Une mascotte, et une région qui se relève

Impossible d’évoquer Kumamoto sans mentionner Kumamon, l’ours noir aux joues rougies devenu l’une des mascottes les plus populaires du Japon, dont les apparitions quotidiennes sur la place qui porte son nom rassemblent chaque jour une foule d’admirateurs. Derrière cette image joyeuse, la région porte pourtant une cicatrice plus récente : le séisme de 2016, qui endommagea sévèrement le château de Kumamoto ainsi que le sanctuaire d’Aso-jinja, dont la reconstruction se poursuit encore aujourd’hui, tandis que certaines routes de montagne, comme la fameuse « route de Laputa », restent fermées pour de bon.
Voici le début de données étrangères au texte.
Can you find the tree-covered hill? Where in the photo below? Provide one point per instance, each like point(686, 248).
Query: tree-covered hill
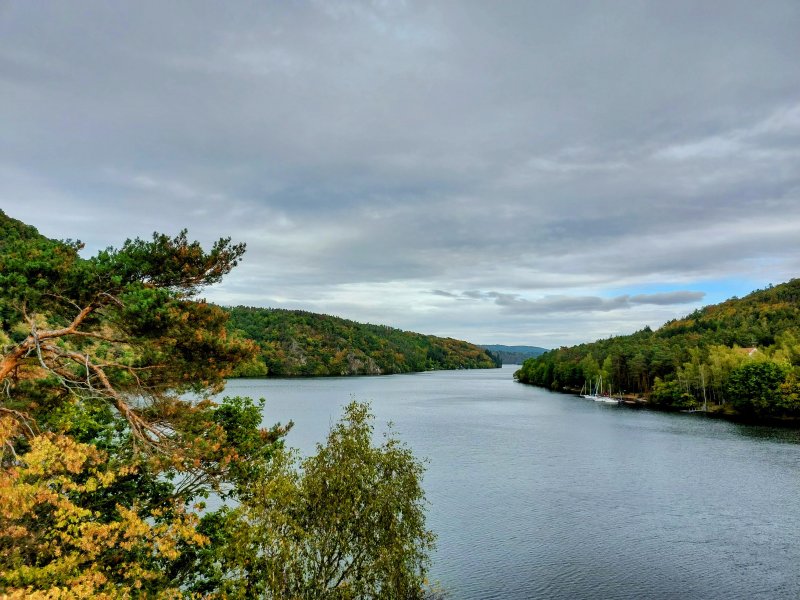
point(514, 355)
point(105, 464)
point(742, 355)
point(299, 343)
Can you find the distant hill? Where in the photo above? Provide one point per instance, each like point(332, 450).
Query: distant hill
point(514, 355)
point(300, 343)
point(742, 356)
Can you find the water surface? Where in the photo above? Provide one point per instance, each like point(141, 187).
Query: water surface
point(542, 495)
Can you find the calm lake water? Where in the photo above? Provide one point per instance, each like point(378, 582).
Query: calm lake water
point(542, 495)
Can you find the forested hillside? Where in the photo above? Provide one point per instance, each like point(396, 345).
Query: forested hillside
point(299, 343)
point(105, 464)
point(514, 355)
point(742, 355)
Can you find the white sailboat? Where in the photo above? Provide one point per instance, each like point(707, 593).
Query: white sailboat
point(598, 396)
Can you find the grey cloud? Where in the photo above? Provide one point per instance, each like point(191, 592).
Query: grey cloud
point(514, 303)
point(538, 148)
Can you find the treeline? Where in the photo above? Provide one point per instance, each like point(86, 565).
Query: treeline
point(110, 445)
point(741, 356)
point(514, 355)
point(299, 343)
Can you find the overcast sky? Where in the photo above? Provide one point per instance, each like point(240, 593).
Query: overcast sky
point(522, 172)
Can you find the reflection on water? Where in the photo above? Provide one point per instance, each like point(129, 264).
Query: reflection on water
point(542, 495)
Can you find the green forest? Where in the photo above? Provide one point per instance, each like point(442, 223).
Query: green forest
point(106, 465)
point(739, 357)
point(299, 343)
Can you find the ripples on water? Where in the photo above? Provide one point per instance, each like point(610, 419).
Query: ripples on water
point(542, 495)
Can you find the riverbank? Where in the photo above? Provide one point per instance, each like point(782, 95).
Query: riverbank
point(715, 411)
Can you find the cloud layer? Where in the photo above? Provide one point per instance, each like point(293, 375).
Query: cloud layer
point(594, 167)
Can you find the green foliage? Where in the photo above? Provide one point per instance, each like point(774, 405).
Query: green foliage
point(348, 524)
point(104, 463)
point(299, 343)
point(755, 387)
point(689, 362)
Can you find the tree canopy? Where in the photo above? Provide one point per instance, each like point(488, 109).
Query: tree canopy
point(741, 356)
point(106, 462)
point(294, 342)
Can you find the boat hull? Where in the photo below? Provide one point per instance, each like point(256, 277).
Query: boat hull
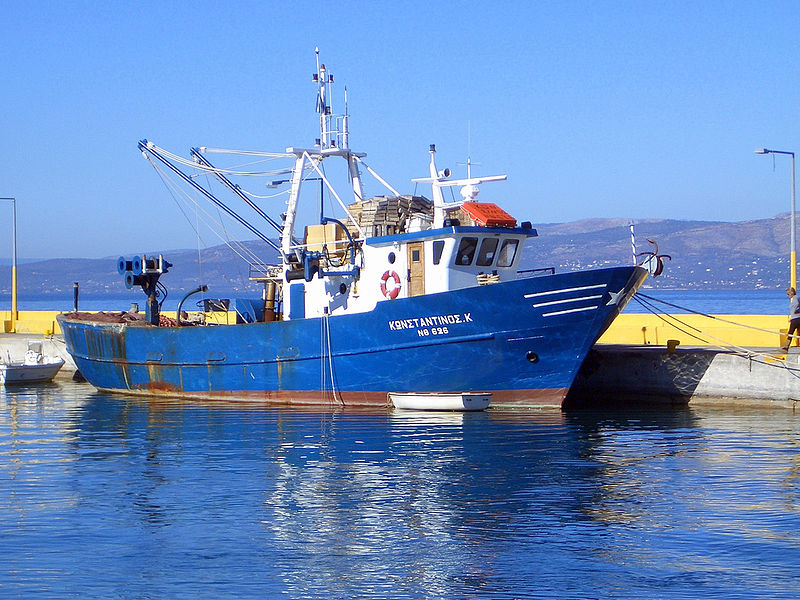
point(522, 341)
point(20, 373)
point(463, 402)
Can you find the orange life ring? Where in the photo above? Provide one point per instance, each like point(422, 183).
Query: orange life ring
point(392, 292)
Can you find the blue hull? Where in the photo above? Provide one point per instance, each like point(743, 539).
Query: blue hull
point(523, 341)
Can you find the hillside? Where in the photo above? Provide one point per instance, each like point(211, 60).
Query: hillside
point(711, 255)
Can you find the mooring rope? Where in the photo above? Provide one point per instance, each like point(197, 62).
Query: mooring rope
point(721, 343)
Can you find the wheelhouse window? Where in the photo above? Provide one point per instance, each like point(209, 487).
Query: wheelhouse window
point(487, 252)
point(438, 248)
point(507, 253)
point(466, 251)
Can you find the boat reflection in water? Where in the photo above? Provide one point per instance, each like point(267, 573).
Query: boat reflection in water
point(120, 496)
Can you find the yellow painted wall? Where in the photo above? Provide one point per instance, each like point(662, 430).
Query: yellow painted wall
point(698, 330)
point(736, 330)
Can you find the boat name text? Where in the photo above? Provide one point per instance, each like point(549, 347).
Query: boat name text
point(434, 325)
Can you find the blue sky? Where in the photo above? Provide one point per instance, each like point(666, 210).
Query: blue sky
point(594, 109)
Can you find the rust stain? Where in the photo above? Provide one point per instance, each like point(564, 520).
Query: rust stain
point(160, 386)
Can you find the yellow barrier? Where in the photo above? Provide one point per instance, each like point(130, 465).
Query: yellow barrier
point(688, 330)
point(698, 330)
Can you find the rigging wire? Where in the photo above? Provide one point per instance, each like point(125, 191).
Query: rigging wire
point(237, 247)
point(766, 359)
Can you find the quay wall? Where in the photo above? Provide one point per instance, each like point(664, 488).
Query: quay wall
point(634, 329)
point(732, 359)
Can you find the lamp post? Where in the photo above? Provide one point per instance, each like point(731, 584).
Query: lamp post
point(793, 248)
point(13, 263)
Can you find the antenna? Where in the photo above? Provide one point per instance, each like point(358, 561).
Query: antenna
point(469, 162)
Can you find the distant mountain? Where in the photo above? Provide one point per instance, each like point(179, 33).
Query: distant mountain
point(705, 254)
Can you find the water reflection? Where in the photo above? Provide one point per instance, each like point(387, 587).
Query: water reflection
point(378, 503)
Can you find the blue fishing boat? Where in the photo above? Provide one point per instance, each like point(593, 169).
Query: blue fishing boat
point(400, 295)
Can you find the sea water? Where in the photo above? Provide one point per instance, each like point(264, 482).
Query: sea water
point(109, 496)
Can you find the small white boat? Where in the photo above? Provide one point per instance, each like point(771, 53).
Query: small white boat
point(34, 368)
point(457, 401)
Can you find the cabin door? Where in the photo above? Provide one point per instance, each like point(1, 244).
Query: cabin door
point(416, 269)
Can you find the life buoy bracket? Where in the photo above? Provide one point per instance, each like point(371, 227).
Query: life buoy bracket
point(392, 290)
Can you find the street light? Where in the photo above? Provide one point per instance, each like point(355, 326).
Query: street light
point(13, 263)
point(793, 257)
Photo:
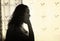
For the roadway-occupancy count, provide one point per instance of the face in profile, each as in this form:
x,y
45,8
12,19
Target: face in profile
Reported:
x,y
27,15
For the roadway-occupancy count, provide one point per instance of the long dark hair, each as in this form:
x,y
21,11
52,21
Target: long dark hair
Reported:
x,y
18,16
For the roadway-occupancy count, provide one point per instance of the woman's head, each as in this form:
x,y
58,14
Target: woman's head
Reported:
x,y
20,15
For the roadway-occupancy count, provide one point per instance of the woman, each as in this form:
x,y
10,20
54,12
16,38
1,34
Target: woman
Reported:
x,y
15,30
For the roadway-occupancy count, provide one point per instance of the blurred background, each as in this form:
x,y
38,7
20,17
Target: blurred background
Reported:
x,y
45,18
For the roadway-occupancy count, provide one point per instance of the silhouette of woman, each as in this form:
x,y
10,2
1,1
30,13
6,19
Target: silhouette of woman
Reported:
x,y
15,30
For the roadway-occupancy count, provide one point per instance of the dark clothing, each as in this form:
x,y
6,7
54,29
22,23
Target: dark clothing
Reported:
x,y
16,34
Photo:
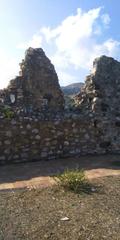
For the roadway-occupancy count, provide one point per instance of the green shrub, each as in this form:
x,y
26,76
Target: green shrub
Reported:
x,y
8,113
74,180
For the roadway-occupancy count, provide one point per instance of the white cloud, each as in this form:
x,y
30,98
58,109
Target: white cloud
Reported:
x,y
106,19
35,42
73,45
9,68
76,42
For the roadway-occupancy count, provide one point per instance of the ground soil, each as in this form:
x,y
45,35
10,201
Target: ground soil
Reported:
x,y
32,205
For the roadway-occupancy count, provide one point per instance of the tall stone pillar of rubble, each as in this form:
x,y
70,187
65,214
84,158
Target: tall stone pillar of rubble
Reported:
x,y
37,85
101,92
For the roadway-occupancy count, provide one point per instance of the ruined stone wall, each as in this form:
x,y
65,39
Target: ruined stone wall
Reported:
x,y
31,139
92,127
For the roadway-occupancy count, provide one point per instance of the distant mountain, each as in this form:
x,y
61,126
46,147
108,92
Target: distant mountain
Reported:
x,y
72,89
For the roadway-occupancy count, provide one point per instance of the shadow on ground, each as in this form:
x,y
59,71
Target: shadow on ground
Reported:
x,y
27,171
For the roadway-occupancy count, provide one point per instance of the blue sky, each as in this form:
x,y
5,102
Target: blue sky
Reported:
x,y
72,33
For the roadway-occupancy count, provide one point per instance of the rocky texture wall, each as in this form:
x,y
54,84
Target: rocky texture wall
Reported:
x,y
37,87
93,127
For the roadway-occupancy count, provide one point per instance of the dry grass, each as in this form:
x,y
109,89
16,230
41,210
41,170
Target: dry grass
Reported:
x,y
36,214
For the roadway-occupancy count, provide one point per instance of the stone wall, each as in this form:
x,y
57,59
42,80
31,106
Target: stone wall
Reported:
x,y
91,127
30,139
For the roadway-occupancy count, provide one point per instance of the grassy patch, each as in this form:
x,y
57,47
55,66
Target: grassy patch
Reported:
x,y
74,180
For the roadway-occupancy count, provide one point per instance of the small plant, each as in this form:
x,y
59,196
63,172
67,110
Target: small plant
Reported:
x,y
74,180
8,113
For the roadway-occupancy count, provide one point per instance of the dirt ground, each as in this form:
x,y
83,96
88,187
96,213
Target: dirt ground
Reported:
x,y
39,174
32,207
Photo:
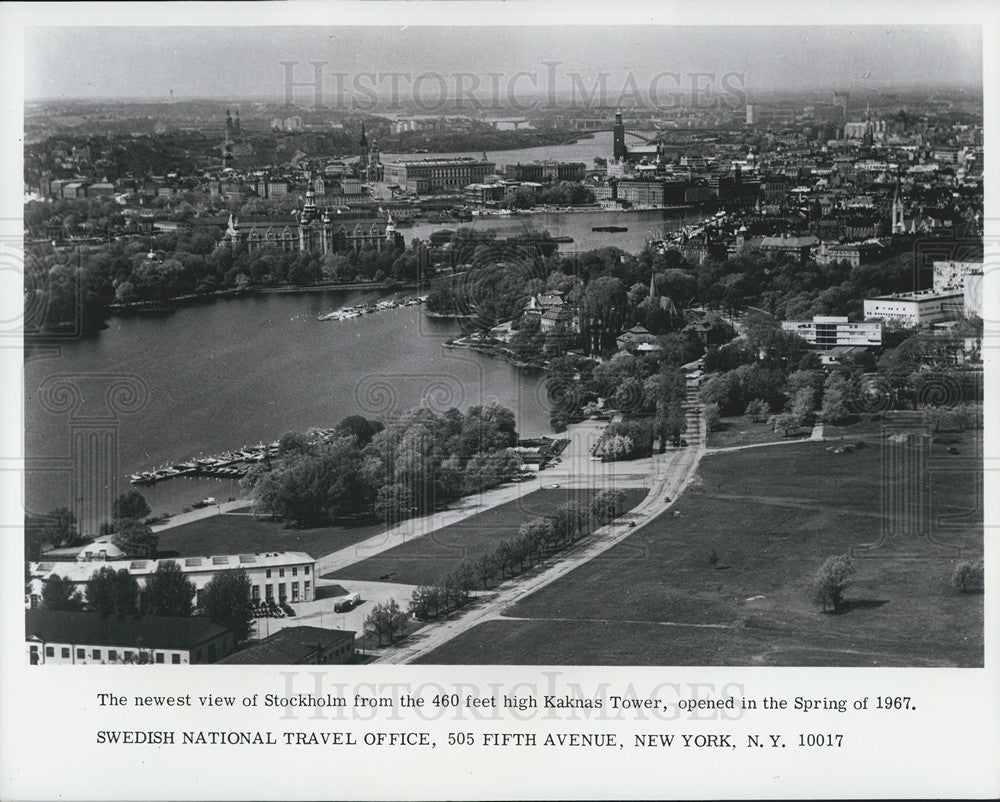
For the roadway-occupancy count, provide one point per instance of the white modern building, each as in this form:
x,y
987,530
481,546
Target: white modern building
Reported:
x,y
973,290
915,308
284,576
829,331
Vers la mer, un dernier chapitre

À l’ouest de la ville, la région ne s’arrête pas aux montagnes : la mer d’Amakusa déploie son archipel d’une centaine d’îles, dont les eaux abritent une faune marine préservée, plongée et paysages côtiers compris — une autre facette de Kumamoto, moins connue, où la même préfecture parvient à réunir, fait rare au Japon, un parc national de montagne et un parc national maritime.

Ce qui reste, entre pierre et fumée

Ce que l’on retient de Kumamoto, en définitive, ce n’est ni tout à fait le château, ni tout à fait le volcan. C’est cette tension permanente entre la solidité d’une pierre taillée pour durer des siècles et l’instabilité d’une terre qui continue, sous les pieds des habitants, de respirer et parfois de trembler — une région qui n’a jamais cherché à dompter cette nature-là, mais qui a appris, patiemment, à vivre avec elle.